The National Cancer Institute recommends these tips to lessen the chances of side-effect problems. Always tell your doctor about any symptoms you have during treatment and after it ends, including any change in your symptoms.
- Maintain a positive attitude; try to be optimistic about your treatment
- Eat smaller meals and avoid greasy, spicy, fried or salty foods
- Eat balanced meals of high-nutrient foods and plenty of liquids to reduce fatigue
- Eat foods that are easy to digest like bananas, applesauce and white rice; avoid raw foods and high-fiber foods because they can make diarrhea worse
- Get extra rest; nap less than one hour during the day; reduce your workload
- Get regular exercise – it will help with appetite, pain, fatigue and swelling
- Use mild soap and fragrance-free lotion if skin is irritated
- To reduce nail problems, ask for frozen mittens to keep hands very cold while receiving chemotherapy
- If swelling (edema) is a problem, wear loose clothing and shoes; when you sit or lie down, put your feet up on a stool or pillows; avoid crossing your legs when you sit; ask about compression stockings or sleeves; reduce salt in your diet
- Avoid infections with frequent handwashing; avoid sick people and crowds; keep teeth clean; disinfect all skin cuts
- Treat your hair gently; avoid hairdryers and styling products; wash hair less frequently with a mild shampoo; many people use hats, scarves and wigs until hair grows back; hair will grow back within three to 10 months after the last treatment
- Take pain medications exactly as your doctor tells you; keep track of when your pain is better or worse and give this information to your doctor
- Always wear a condom during sex because some chemotherapy drugs can stay in semen and affect your partner
Quitting smoking will lower your risk of lung cancer, regardless of what age you quit.
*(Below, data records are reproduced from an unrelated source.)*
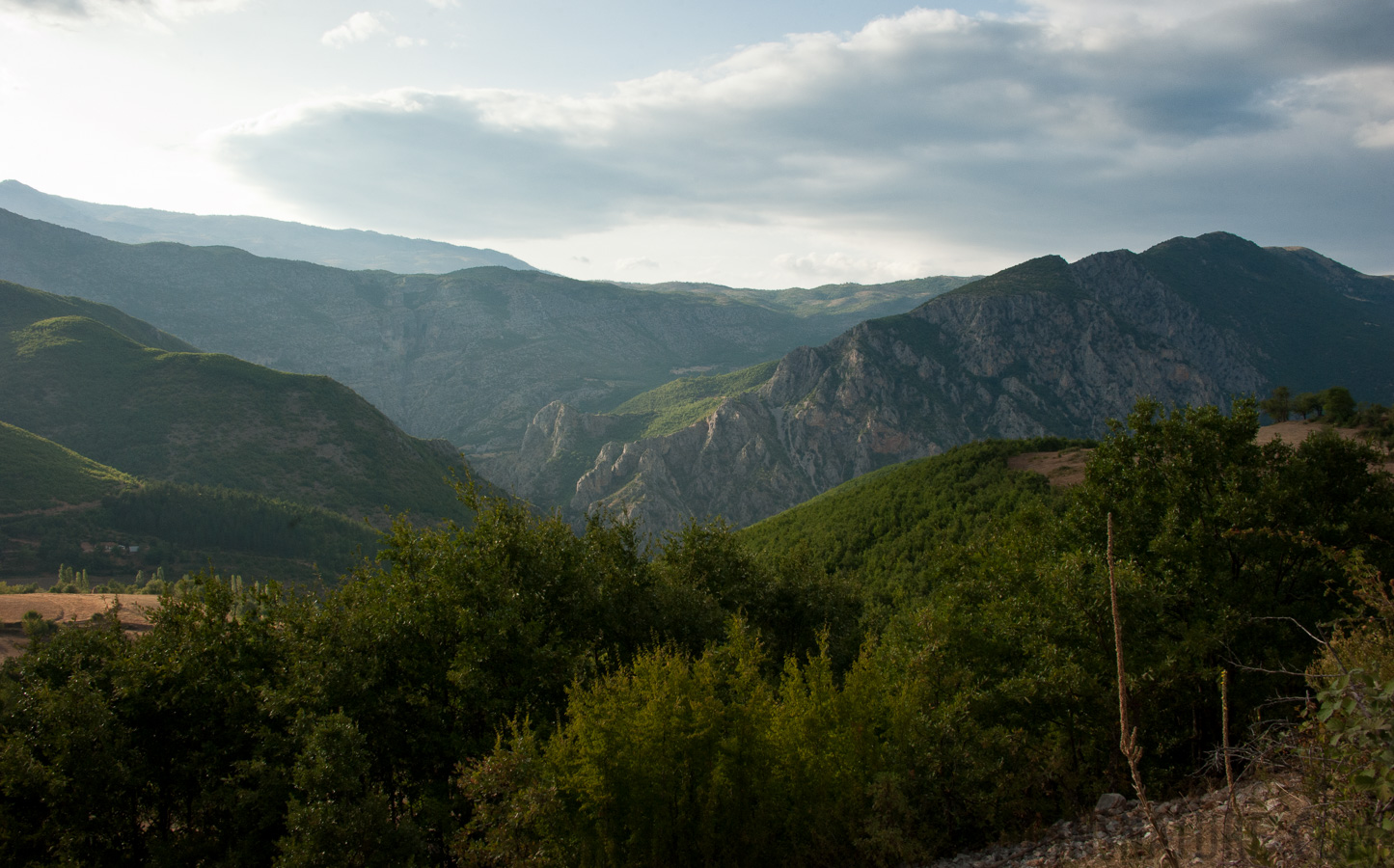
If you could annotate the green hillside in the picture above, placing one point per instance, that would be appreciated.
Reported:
(1313, 320)
(213, 420)
(38, 474)
(888, 523)
(469, 356)
(514, 692)
(19, 307)
(679, 403)
(1045, 273)
(59, 507)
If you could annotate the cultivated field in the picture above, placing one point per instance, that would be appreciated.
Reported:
(74, 608)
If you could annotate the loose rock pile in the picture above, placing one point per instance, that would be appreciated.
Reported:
(1200, 830)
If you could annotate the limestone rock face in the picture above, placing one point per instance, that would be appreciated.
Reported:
(1046, 347)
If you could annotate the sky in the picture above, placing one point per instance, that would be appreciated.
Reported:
(758, 144)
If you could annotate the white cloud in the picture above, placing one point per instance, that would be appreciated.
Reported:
(150, 12)
(359, 28)
(839, 266)
(1040, 131)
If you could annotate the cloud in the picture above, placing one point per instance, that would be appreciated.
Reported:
(359, 28)
(1103, 122)
(839, 266)
(100, 10)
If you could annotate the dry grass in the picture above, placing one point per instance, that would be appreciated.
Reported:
(68, 608)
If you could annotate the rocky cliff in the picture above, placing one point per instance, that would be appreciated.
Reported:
(467, 356)
(1046, 347)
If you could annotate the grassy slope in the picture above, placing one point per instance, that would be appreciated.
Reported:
(829, 300)
(53, 499)
(19, 306)
(213, 420)
(473, 354)
(38, 474)
(683, 401)
(1311, 333)
(887, 522)
(1040, 275)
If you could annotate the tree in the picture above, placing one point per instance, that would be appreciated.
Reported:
(1308, 403)
(1278, 404)
(1338, 404)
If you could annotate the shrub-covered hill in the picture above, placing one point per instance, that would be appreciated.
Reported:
(38, 474)
(213, 420)
(883, 523)
(21, 306)
(62, 509)
(467, 356)
(586, 699)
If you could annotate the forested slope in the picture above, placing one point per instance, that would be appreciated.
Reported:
(583, 699)
(205, 419)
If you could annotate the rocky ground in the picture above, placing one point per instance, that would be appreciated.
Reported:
(1202, 830)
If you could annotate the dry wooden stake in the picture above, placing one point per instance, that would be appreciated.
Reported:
(1128, 737)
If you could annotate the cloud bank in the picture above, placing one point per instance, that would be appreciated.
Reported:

Nearly one out of every 15 homes in the United States has high radon levels. The EPA recommends testing homes for radon and using proven ways to lower high radon levels.
There are many tools to help you quit smoking, from setting goals and a quit date to medications and counseling. Ask your doctor about prescriptions that could help and other methods. Many smokers try to quit several times before they are successful, so don’t give up if previous attempts were not successful.